Se, como no pleito de 7 de junho, negarem outra vez a maioria absoluta ao AKP, "a perspectiva de um governo de coalizão oferece à Turquia uma oportunidade de revisar sua cultura política e encaminhar o país na direção de uma genuína democracia liberal", como diz Sinan Ülgen, pesquisador do Centro Carnegie para a Europa.

Se, ao contrário, o AKP recuperar a maioria absoluta de que sempre gozou antes da votação de junho último, "a democracia ficará ferida", afirma Tozun Bahcheli (Western University, Ontário, Canadá).

Bahcheli duvida, no entanto, que o ferimento será grave o suficiente para transformar a democrática Turquia em uma ditadura, como em geral são os países de maioria muçulmana.

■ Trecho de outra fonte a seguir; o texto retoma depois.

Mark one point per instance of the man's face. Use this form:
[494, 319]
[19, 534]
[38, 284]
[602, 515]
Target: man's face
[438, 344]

"Não acho concebível que a Turquia se transforme em um regime como o de Vladimir Putin. Haveria forte reação das ruas", diz ele.

Pesquisa recente do centro de pesquisa Pew sugere que ele tem razão: a maioria dos turcos pesquisados (56%) prefere o regime democrático, contra apenas 36% favoráveis a um líder forte.

Mas, atenção, entre os simpatizantes do partido de Erdogan, os números se invertem: 61% querem mesmo um líder forte em vez da democracia, preferida de apenas 36%.

Como o AKP, segundo as pesquisas, continuará majoritário após as eleições, com ou sem maioria absoluta, o jogo na Turquia não está jogado e, de fato, a eleição acaba sendo uma escolha entre liberdade e mais autoritarismo.

Por isso mesmo, é uma eleição cuja importância transcende as fronteiras do país.

E não apenas pela questão democrática, por mais relevante que esta seja de fato.

Como escreve Asli Aydinstabas (Conselho Europeu de Relações Exteriores), "a Turquia agora parece mais e mais envolvida no atoleiro sírio, com mais de 2 milhões de refugiados e tendo importado a luta entre curdos e Estado Islâmico para dentro de suas fronteiras".

O governo turco passou a atacar mais as milícias curdas que lutam na Síria contra os fanáticos do EI do que o próprio EI, o que tem uma lógica perversa, assim definida pela acadêmico Bahcheli:

"O governo turco vê os curdos politicamente ativos como uma ameaça ainda maior que o EI, porque põem em risco a integridade territorial turca, ao contrário do EI, com todos os seus métodos horrendos."

O voto de hoje gira em torno de tudo isso.